I recently picked up a DSL 40.
I keep it at 20w. Sounds nice turned down and still plenty of room to crank.
Grabbing this will leave you a grand for another guitar.


----------



## Geeetar (Oct 25, 2015)

laristotle said:


> I recently picked up a DSL 40.
> I keep it at 20w. Sounds nice turned down and still plenty of room to crank.
> Grabbing this will leave you a grand for another guitar.


Don't encourage my addiction. Ever since ive gotten super serious about guitar, walking into a music store is a hazard.


----------



## Guest (May 9, 2016)

Welcome to the support group. lol.


----------



## High/Deaf (Aug 19, 2009)

Ahhh, the age old question - Does size matter? Yes! Yes, Penelope it does!!!!

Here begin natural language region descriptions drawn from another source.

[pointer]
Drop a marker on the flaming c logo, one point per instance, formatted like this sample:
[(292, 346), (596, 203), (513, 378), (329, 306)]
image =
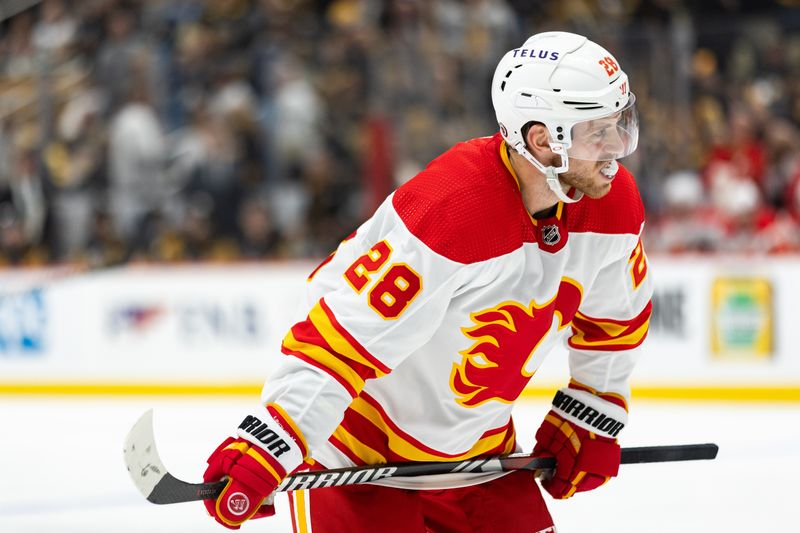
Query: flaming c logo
[(505, 337)]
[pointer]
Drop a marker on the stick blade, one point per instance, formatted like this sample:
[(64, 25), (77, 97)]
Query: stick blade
[(150, 475), (141, 456)]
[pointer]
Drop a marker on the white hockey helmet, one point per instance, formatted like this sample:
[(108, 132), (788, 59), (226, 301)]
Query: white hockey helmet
[(577, 90)]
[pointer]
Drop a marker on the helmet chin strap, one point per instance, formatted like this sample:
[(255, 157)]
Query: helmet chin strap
[(551, 173)]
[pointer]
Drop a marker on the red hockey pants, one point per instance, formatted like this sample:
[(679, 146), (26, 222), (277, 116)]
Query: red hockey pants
[(510, 504)]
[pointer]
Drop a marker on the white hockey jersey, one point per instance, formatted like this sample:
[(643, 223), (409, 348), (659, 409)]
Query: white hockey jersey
[(426, 324)]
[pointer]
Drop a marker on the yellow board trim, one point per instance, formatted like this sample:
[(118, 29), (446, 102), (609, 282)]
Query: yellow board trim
[(789, 393)]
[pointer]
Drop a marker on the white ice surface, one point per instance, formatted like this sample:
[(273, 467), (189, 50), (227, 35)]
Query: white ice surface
[(61, 468)]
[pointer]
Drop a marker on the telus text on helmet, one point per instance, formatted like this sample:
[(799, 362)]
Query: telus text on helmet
[(530, 52)]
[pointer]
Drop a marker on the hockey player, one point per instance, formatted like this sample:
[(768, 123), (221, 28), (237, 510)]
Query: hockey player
[(425, 325)]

It really comes down to pre-amp v power-amp distortion, a very subtle difference right off the bat (clipping's clipping, right?). If you don't hear the dif, or don't care, then any amp with a master volume will get you what you want. You just need to find an amp that has pre-amp voicing that you like (loud and quiet) and the headroom/power you need.

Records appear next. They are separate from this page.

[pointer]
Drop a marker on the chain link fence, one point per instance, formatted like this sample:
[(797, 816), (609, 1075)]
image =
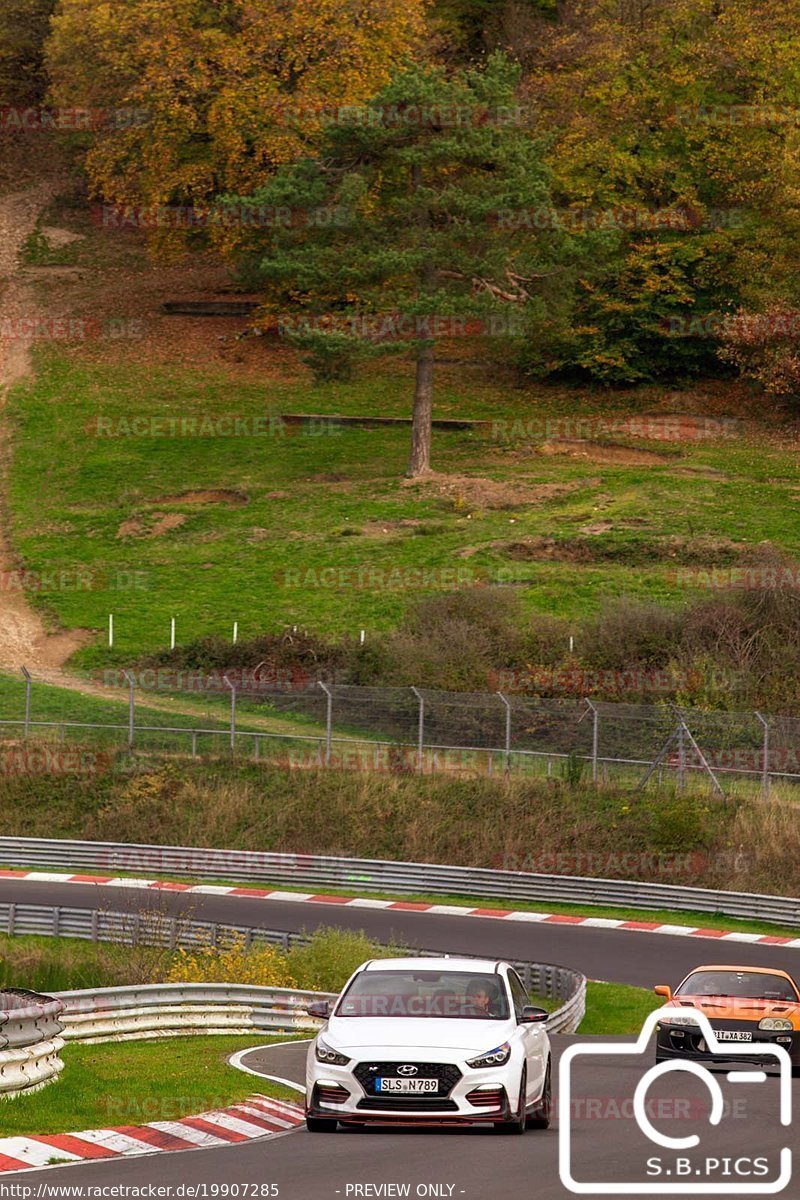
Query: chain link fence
[(398, 730)]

Power tube distortion can be tougher to achieve. The amp's power section has to be sized to the venue. You may find those two Marshall's aren't as different as it would appear trying to get into power tube distortion. 20W is quite loud, 5W is still not speaking level, more like someone playing a trumpet in the room level. So it really depends on where you play, and how clean you need to be.

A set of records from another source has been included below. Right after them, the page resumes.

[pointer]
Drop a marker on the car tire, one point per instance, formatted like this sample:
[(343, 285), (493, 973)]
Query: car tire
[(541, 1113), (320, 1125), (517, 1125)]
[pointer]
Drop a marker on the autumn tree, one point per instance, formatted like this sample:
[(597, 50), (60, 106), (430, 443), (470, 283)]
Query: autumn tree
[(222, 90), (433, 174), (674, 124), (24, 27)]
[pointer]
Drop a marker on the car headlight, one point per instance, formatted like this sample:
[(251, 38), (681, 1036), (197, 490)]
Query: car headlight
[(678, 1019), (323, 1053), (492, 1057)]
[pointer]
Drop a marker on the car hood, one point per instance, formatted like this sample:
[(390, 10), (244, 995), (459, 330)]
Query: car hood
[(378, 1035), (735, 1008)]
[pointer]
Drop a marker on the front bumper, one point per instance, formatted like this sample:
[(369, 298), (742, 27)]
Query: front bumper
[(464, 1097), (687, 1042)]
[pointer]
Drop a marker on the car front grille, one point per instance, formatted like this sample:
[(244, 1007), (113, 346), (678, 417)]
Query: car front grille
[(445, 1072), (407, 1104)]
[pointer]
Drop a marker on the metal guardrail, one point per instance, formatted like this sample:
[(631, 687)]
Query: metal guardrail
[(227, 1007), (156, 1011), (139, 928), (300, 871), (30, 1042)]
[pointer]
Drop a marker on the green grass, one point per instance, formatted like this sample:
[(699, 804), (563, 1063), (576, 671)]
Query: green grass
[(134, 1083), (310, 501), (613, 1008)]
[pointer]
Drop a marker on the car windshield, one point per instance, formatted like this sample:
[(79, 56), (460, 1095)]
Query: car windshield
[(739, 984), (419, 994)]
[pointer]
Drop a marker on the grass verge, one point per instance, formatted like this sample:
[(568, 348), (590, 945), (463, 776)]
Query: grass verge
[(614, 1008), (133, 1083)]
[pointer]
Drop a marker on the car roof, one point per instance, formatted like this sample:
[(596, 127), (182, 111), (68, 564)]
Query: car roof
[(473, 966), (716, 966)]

My main amp uses 4 EL84's (30W) for my clean channel and will switch to one EL84 (5W) for the dirty channel. Both channels sound about the same volume, both will keep up with a drummer (in rooms up to 1500 sq ft or so) but I can't get any clean tone out of the 5W setting (the two channels are virtually the same except for the power setting). What I get is a mix of pre and power tube distortion, and being single ended I also get that first harmonic, which is destroyed by any push-pull topology. The power tubes also sag when run hard, which gives some natural compression due to the tubes and tube rectifier.

Because I prefer getting into the power tubes a bit and not always rely on pre-amp distortion, I ended up with amps that are 5, 7.5, 10, 12.5, 15, 22, 30, 40 and 50 watts (I like amps). And now, with the Fryette PS, I can get any of those amp's desired tones, clean or cranked, and play that tone as loud or as quiet as I want. But that's another topic.


----------



## cboutilier (Jan 12, 2016)

You can get great sound from any size amp at low volumes, but the sound of a big tube amp on the verge of explosion is a heavenly experience. Problem is finding somewheres to do it.

I can crank my 5 watter in my apartment when during the day without any complaints (good neighbors) and occasional compliments. If I crank my 50W 2x12 in the apartment I have to open the windows because the sound pressure hurts my ears and head.

You can't really get loud at pub and bar gigs, you'd chase everyone out. When April Wine used to play the bars in Halifax most people would listen from outside, because it was too damn loud.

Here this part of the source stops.